Labor's Mok says 'aloha'

Balancing Act

The Labor Department’s chief financial officer, Samuel Mok, announced he is leaving to return to the private sector.

Mok, who has been Labor’s finance head for more than five years, said in a letter to the CFO Council it was time to do something different. His last day is May 15, he said.

The Senate confirmed Mok in January 2002, and he became the department’s longest-serving CFO. In his position, Mok led Labor’s move to green on the financial performance portion of the President’s Management Agenda.

He also worked closely with Labor’s chief information officer, Patrick Pizzella, to upgrade the Financial Management Line of Business initiative the department’s financial management system. Labor awarded a $5.3 million contract to Mythics Inc. in May 2006 for hosting, operation and maintenance services.

“Under Sam's leadership, DOL continued to receive clean audit opinions -- now for 10 years in a row,” Pizzella said. “And his focus on eliminating improper payments made DOL one of the first agencies to get to ‘green’ on that new initiative."

Mok also led the charge to reduce Labor’s improper payments by $259 million by the end of fiscal 2007, and implement the E-Travel system under the e-government initiative. By implementing E-Travel, Labor cut the cost of processing travel vouchers from $62.59 to $24.75.

Before coming to Labor, Mok served as the managing member of Condor Consulting, a Washington-based international consulting firm. He also served as the Treasury Department’s CFO and comptroller.

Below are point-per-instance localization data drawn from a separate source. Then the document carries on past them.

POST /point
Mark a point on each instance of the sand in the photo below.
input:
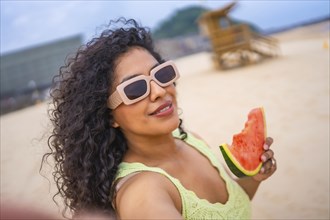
(293, 89)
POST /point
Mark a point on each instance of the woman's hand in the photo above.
(269, 163)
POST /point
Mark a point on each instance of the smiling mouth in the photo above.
(162, 109)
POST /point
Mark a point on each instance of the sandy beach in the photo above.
(293, 89)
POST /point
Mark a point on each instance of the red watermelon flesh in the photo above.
(243, 156)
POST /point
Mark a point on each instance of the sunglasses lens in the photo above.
(136, 89)
(165, 74)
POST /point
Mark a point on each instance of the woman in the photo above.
(118, 143)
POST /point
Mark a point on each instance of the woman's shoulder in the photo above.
(148, 193)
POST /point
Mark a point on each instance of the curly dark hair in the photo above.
(85, 147)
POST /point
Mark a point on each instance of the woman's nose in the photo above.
(156, 91)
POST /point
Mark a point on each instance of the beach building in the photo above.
(28, 73)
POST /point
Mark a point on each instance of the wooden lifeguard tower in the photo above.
(234, 44)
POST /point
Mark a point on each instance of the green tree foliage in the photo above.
(183, 22)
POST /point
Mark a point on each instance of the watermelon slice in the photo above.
(243, 156)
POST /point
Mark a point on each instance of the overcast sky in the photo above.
(29, 23)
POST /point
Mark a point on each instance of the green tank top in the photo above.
(238, 203)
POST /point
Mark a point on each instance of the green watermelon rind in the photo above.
(235, 167)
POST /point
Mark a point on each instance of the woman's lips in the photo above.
(163, 110)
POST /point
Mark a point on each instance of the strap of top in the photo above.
(192, 206)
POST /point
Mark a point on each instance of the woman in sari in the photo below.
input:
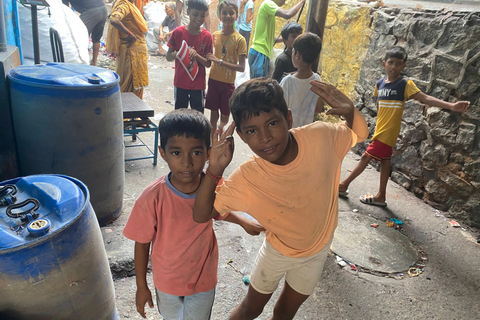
(126, 40)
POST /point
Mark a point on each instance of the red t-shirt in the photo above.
(184, 253)
(202, 43)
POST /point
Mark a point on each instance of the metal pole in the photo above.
(36, 43)
(317, 15)
(3, 33)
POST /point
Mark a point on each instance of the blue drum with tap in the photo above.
(53, 263)
(68, 119)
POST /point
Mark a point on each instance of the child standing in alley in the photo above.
(184, 253)
(283, 64)
(290, 186)
(296, 87)
(230, 52)
(391, 93)
(200, 42)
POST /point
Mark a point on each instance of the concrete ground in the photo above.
(446, 288)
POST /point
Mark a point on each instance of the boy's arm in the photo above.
(240, 67)
(162, 36)
(178, 12)
(143, 294)
(342, 106)
(204, 61)
(279, 68)
(221, 154)
(249, 15)
(171, 55)
(207, 21)
(287, 14)
(252, 227)
(319, 108)
(460, 106)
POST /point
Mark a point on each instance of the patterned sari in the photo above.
(131, 61)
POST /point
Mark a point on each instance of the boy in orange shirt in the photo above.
(184, 253)
(290, 186)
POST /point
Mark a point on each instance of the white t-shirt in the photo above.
(300, 99)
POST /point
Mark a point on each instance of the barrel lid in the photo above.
(50, 203)
(64, 75)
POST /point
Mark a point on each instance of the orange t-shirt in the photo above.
(296, 203)
(184, 253)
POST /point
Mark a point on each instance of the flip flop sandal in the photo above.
(369, 199)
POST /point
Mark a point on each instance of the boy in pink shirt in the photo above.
(184, 253)
(290, 186)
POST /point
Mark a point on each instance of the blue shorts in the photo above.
(258, 63)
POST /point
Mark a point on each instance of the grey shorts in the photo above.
(156, 34)
(194, 307)
(302, 274)
(94, 19)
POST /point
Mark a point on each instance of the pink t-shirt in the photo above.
(202, 43)
(184, 253)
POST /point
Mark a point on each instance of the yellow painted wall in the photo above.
(345, 43)
(280, 22)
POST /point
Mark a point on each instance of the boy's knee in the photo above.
(249, 310)
(281, 311)
(365, 158)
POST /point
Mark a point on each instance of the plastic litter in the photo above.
(396, 221)
(454, 224)
(414, 272)
(341, 262)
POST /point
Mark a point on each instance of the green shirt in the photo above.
(264, 35)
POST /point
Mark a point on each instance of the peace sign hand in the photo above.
(340, 103)
(221, 153)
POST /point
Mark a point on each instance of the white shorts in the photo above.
(194, 307)
(302, 274)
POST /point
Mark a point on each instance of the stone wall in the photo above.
(437, 152)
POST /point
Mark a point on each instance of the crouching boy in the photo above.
(290, 186)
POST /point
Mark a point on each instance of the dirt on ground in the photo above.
(446, 289)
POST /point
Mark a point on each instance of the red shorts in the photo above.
(378, 150)
(218, 95)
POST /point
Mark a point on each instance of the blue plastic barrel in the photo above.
(68, 120)
(53, 263)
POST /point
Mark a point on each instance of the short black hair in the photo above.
(232, 3)
(255, 96)
(396, 52)
(200, 5)
(171, 5)
(184, 123)
(309, 46)
(291, 27)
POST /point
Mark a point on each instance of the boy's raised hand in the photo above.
(461, 106)
(221, 152)
(142, 297)
(340, 103)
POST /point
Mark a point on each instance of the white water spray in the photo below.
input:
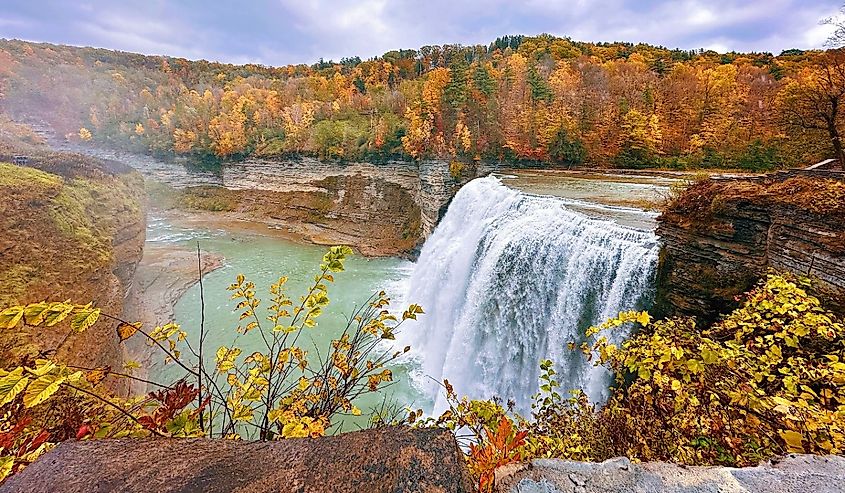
(508, 279)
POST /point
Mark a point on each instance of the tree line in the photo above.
(540, 100)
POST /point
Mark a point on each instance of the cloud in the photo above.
(276, 32)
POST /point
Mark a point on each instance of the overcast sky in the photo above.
(276, 32)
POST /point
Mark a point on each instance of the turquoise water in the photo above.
(263, 259)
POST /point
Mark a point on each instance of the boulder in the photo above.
(386, 460)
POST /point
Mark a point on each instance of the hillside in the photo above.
(73, 228)
(521, 100)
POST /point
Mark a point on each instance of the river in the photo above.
(518, 267)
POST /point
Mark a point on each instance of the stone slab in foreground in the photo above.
(792, 474)
(386, 460)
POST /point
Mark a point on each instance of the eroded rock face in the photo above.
(707, 261)
(792, 474)
(389, 460)
(380, 210)
(73, 228)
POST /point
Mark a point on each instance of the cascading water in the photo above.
(508, 279)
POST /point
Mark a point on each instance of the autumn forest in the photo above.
(523, 100)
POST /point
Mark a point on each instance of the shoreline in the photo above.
(166, 272)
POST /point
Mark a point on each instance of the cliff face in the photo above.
(720, 236)
(379, 210)
(73, 228)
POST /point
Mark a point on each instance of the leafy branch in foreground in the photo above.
(767, 379)
(278, 392)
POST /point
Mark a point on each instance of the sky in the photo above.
(279, 32)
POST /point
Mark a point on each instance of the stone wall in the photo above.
(791, 474)
(718, 248)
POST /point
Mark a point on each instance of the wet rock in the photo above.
(792, 474)
(386, 460)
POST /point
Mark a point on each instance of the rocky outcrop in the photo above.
(388, 460)
(792, 474)
(379, 209)
(73, 228)
(721, 236)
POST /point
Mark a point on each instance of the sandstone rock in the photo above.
(705, 264)
(793, 474)
(389, 460)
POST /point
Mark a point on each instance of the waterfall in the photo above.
(508, 279)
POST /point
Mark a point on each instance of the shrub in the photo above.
(768, 378)
(276, 393)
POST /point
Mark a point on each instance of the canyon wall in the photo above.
(721, 236)
(73, 228)
(380, 210)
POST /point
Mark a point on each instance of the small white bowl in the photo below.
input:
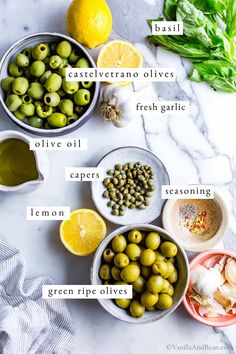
(122, 156)
(203, 245)
(180, 287)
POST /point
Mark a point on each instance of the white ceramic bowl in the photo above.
(122, 156)
(180, 287)
(31, 41)
(203, 245)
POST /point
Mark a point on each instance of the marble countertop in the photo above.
(196, 148)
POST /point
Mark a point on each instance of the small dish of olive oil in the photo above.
(17, 163)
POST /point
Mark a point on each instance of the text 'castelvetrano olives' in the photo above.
(145, 261)
(36, 90)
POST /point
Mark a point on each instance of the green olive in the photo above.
(115, 273)
(133, 251)
(135, 236)
(108, 255)
(121, 260)
(139, 284)
(130, 273)
(170, 270)
(154, 284)
(146, 271)
(119, 243)
(159, 267)
(148, 257)
(105, 272)
(153, 240)
(123, 303)
(149, 299)
(168, 249)
(173, 277)
(164, 302)
(136, 309)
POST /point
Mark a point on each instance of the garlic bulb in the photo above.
(230, 271)
(117, 105)
(205, 281)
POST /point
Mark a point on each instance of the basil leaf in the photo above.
(170, 9)
(220, 75)
(230, 18)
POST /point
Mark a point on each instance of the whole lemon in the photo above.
(89, 22)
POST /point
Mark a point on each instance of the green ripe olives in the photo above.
(82, 97)
(136, 309)
(146, 271)
(119, 243)
(105, 272)
(40, 51)
(115, 272)
(64, 49)
(148, 299)
(108, 255)
(173, 277)
(20, 85)
(159, 267)
(57, 120)
(37, 68)
(123, 303)
(148, 257)
(121, 260)
(6, 83)
(53, 83)
(22, 60)
(28, 109)
(55, 61)
(168, 249)
(152, 240)
(154, 284)
(70, 87)
(36, 91)
(35, 122)
(13, 102)
(15, 70)
(52, 99)
(135, 236)
(170, 270)
(139, 284)
(133, 251)
(164, 302)
(130, 273)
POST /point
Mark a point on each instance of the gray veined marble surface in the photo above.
(198, 148)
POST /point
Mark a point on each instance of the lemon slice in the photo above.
(119, 54)
(83, 232)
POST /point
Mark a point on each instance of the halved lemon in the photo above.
(83, 232)
(119, 54)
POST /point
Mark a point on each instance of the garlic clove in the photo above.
(230, 271)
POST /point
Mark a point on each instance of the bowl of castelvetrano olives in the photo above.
(34, 92)
(152, 261)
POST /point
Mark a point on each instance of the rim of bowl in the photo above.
(214, 240)
(196, 260)
(120, 230)
(120, 148)
(66, 129)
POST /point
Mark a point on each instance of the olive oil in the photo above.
(17, 163)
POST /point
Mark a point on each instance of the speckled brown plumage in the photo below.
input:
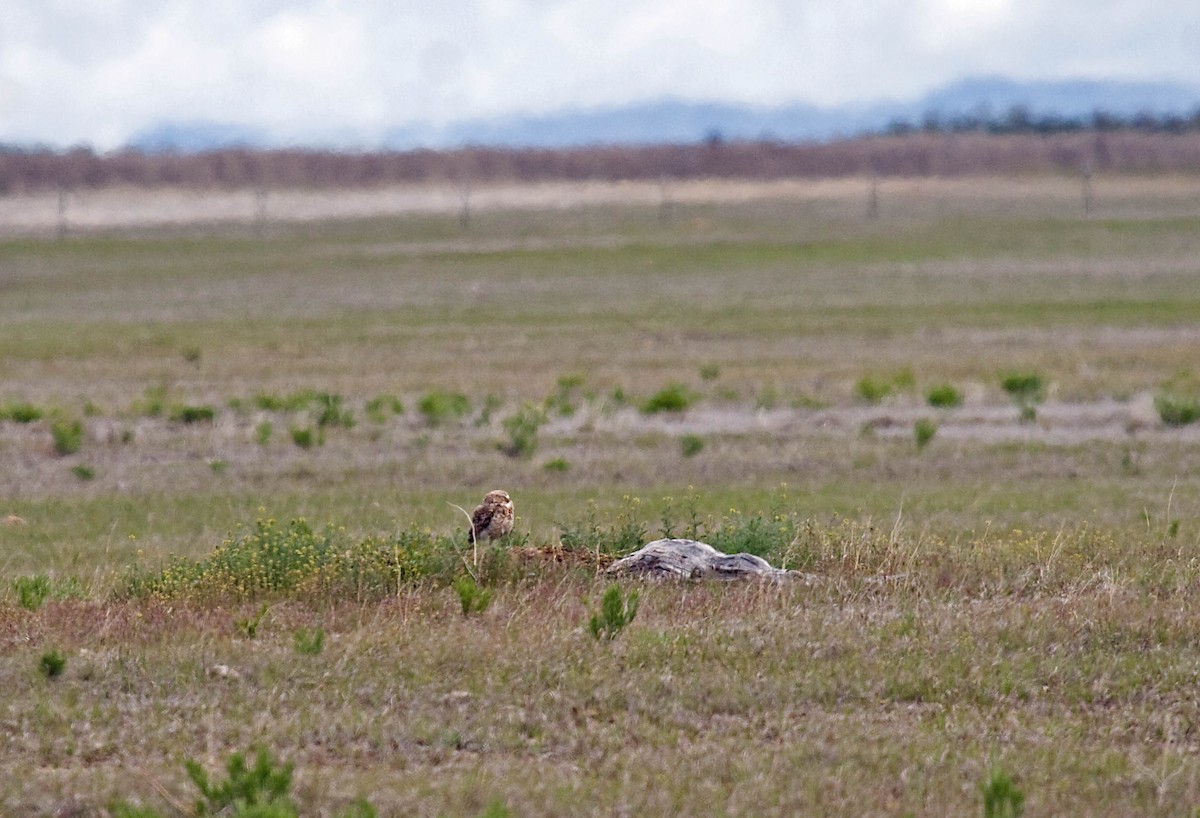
(493, 517)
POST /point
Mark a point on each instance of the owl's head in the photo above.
(497, 498)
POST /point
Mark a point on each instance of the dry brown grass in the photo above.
(843, 697)
(1039, 618)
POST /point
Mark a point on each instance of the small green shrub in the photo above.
(441, 407)
(627, 534)
(247, 626)
(52, 663)
(617, 611)
(263, 432)
(767, 398)
(330, 411)
(672, 397)
(1177, 410)
(382, 407)
(187, 414)
(153, 402)
(472, 597)
(310, 642)
(923, 431)
(263, 791)
(1026, 390)
(297, 401)
(945, 396)
(31, 591)
(273, 560)
(562, 400)
(491, 403)
(304, 437)
(67, 435)
(873, 390)
(522, 429)
(559, 464)
(265, 786)
(21, 413)
(1001, 795)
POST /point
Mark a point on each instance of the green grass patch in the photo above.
(671, 398)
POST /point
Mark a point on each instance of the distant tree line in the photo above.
(949, 150)
(1020, 119)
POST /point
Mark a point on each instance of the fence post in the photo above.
(63, 214)
(873, 197)
(1087, 188)
(259, 211)
(465, 205)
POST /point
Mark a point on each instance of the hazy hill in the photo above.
(682, 121)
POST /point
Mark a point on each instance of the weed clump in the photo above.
(672, 397)
(275, 560)
(945, 396)
(67, 435)
(330, 410)
(52, 663)
(691, 445)
(258, 791)
(1177, 410)
(923, 432)
(1026, 390)
(557, 465)
(382, 407)
(873, 390)
(309, 642)
(304, 437)
(21, 413)
(472, 597)
(441, 407)
(522, 429)
(617, 611)
(31, 591)
(1001, 795)
(187, 414)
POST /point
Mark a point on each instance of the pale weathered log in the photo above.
(690, 559)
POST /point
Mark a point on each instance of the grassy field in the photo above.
(1005, 585)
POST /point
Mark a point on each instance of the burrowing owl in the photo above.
(493, 516)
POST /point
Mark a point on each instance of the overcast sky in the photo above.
(97, 71)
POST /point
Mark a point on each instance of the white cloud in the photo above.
(99, 71)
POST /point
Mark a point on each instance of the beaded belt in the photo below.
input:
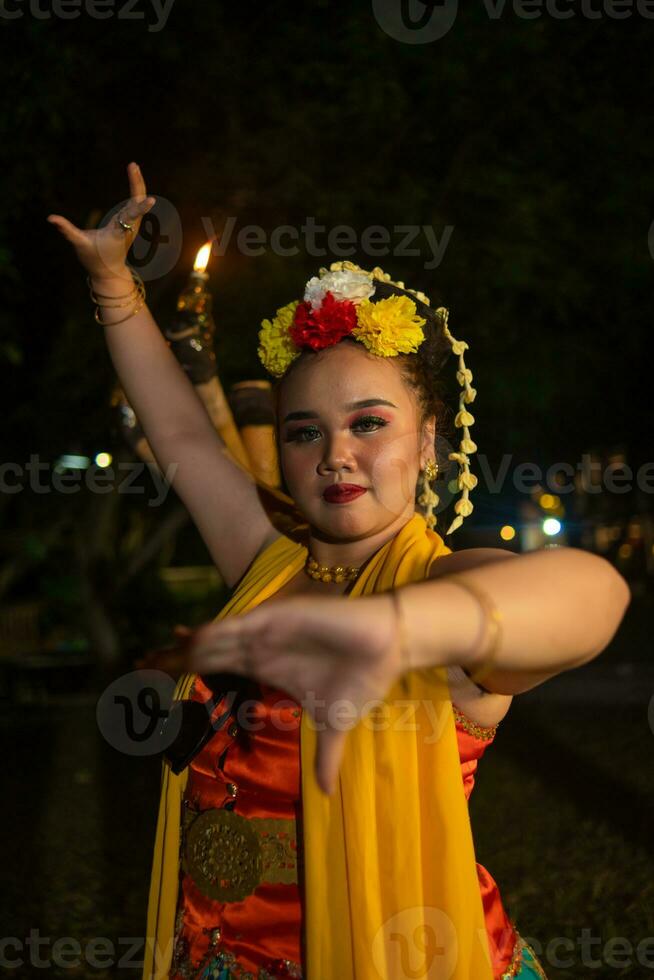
(228, 855)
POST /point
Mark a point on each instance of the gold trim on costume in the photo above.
(486, 732)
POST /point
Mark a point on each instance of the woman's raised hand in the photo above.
(325, 652)
(103, 251)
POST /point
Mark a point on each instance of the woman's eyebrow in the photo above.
(365, 403)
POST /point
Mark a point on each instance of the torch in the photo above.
(191, 340)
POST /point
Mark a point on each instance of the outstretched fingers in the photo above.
(66, 227)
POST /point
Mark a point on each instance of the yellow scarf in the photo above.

At Treasury, Mok focused on implementing management control programs to enhance financial reporting.

Mok received his master’s degree in auditing from Catholic University in 1982, earned his bachelor’s degree in accounting from Fordham University in 1968. He also graduated from the Army’s Institute of Administration at Fort Benjamin Harrison and from the U.S. Foreign Service Institute in Arlington, Va.

“As many of you know, my motto in life is to make some money, have some fun and leave a footprint,” Mok wrote in his letter to the CFO Council. “I will continue to do that as I move on to the next phase of my life.”